Re: [PATCH 1/3] xfs: Add rtdefault mount option

[Date Prev][Date Next][Thread Prev][Thread Next][Date Index][Thread Index]

 



[ Richard, can you please fix your quoting and line wrapping to
work like everyone else's mail clients?]

On Sun, Sep 03, 2017 at 12:43:57AM +0000, Richard Wareing wrote:
> On 9/2/17, 4:55 AM, "Brian Foster" <bfoster@xxxxxxxxxx> wrote:
>  >  I am obviously not at all familiar with your storage stack and
>  >  the requirements of your environment and whatnoat. It's
>  >  certainly possible that there's some technical reason you
>  >  can't use dm, but I find it very hard to believe that reason
>  >  is "there might be bugs" if you're instead willing to hack up
>  >  and deploy a barely tested feature such as XFS RT.  Using dm
>  >  for basic linear mapping (i.e., partitioning) seems pretty
>  >  much ubiquitous in the Linux world these days.
>     
> Bugs aren’t the only reason of course, but we’ve been
> working on this for a number of months, we also have thousands of
> production hours (* >10 FSes per system == >1M hours on the
> real-time code) on this setup, I’m also doing more testing
> with dm-flaky + dm-log w/ xfs-tests along with this.  In any
> event, large deviations (or starting over from scratch) on our
> setup isn’t something we’d like to do.  At this point I
> trust the RT allocator a good amount, and its sheer simplicity is
> something of an asset for us.

I'm just going to address the "rt dev is stable and well tested"
claim here.


I have my doubts you're actually testing what you think you are
testing with xfstests. Just configuring a rtdev doesn't mean
xfstests runs all it's tests on the rtdev. All it means is it runs
the very few tests that require a rtdev in addition to all the other
tests it runs against the normal data device.

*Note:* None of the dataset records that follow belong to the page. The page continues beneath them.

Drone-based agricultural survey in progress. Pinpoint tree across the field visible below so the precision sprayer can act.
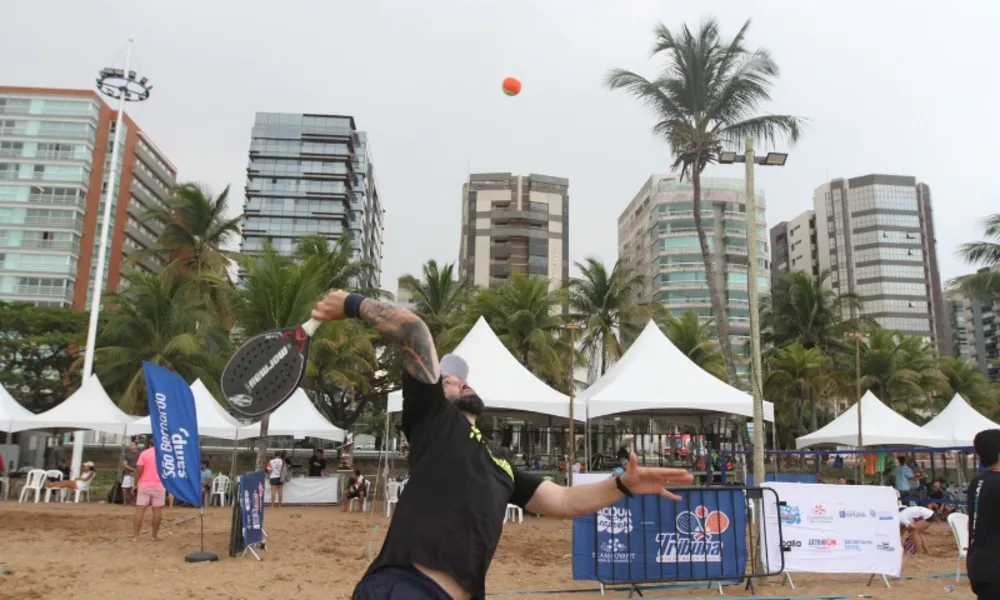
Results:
[569,258,643,375]
[91,270,228,414]
[0,302,88,412]
[399,260,472,349]
[607,19,801,383]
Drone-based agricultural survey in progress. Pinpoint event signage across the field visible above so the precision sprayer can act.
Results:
[573,489,747,583]
[237,471,264,546]
[142,361,202,507]
[761,482,903,577]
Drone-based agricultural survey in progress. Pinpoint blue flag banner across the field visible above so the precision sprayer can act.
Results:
[142,361,202,507]
[573,488,748,583]
[237,471,264,546]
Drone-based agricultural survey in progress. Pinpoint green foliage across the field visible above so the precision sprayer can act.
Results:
[0,302,89,412]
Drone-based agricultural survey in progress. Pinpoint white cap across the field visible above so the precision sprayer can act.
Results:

If you really want to test rtdev functionality, you need to use the
"-d rtinherit" mkfs option to force all file data to be targetted at
the rtdev, not the data dev.

And when you do that, the rtdev blows up in 3 different ways in
under 30s, the thrid being a fatal kernel OOPS....

i.e.: Test device setup:

$ mkfs.xfs -f -r rtdev=/dev/ram0 -d rtinherit=1 /dev/pmem0

xfstests config section:

[xfs_rt]
FSTYP=xfs
TEST_DIR=/mnt/test
TEST_DEV=/dev/pmem0
TEST_RTDEV=/dev/ram0
SCRATCH_MNT=/mnt/scratch
SCRATCH_DEV=/dev/pmem1
SCRATCH_RTDEV=/dev/ram1
MKFS_OPTIONS="-d rtinherit=1"


And the result of running:

# ./check -g quick -s xfs_rt
SECTION       -- xfs_rt
FSTYP         -- xfs (debug)
PLATFORM      -- Linux/x86_64 test4 4.13.0-rc7-dgc
MKFS_OPTIONS  -- -f -d rtinherit=1 /dev/pmem1
MOUNT_OPTIONS -- /dev/pmem1 /mnt/scratch

generic/001 3s ... 3s
generic/002 0s ... 1s
generic/003 10s ... - output mismatch (see /home/dave/src/xfstests-dev/results//xfs_rt/generic/003.out.bad)
    --- tests/generic/003.out   2014-02-24 09:58:09.505184325 +1100
    +++ /home/dave/src/xfstests-dev/results//xfs_rt/generic/003.out.bad 2017-09-04 10:19:07.609694351 +1000
    @@ -1,2 +1,27 @@
     QA output created by 003
    +./tests/generic/003: line 93: echo: write error: No space left on device
    +stat: cannot stat '/mnt/scratch/dir1/file1': Structure needs cleaning
    +ERROR: access time has changed for file1 after remount
    +ERROR: modify time has changed for file1 after remount
    +ERROR: change time has changed for file1 after remount
    +./tests/generic/003: line 120: echo: write error: No space left on device
    ...
    (Run 'diff -u tests/generic/003.out /home/dave/src/xfstests-dev/results//xfs_rt/generic/003.out.bad'  to see the entire diff)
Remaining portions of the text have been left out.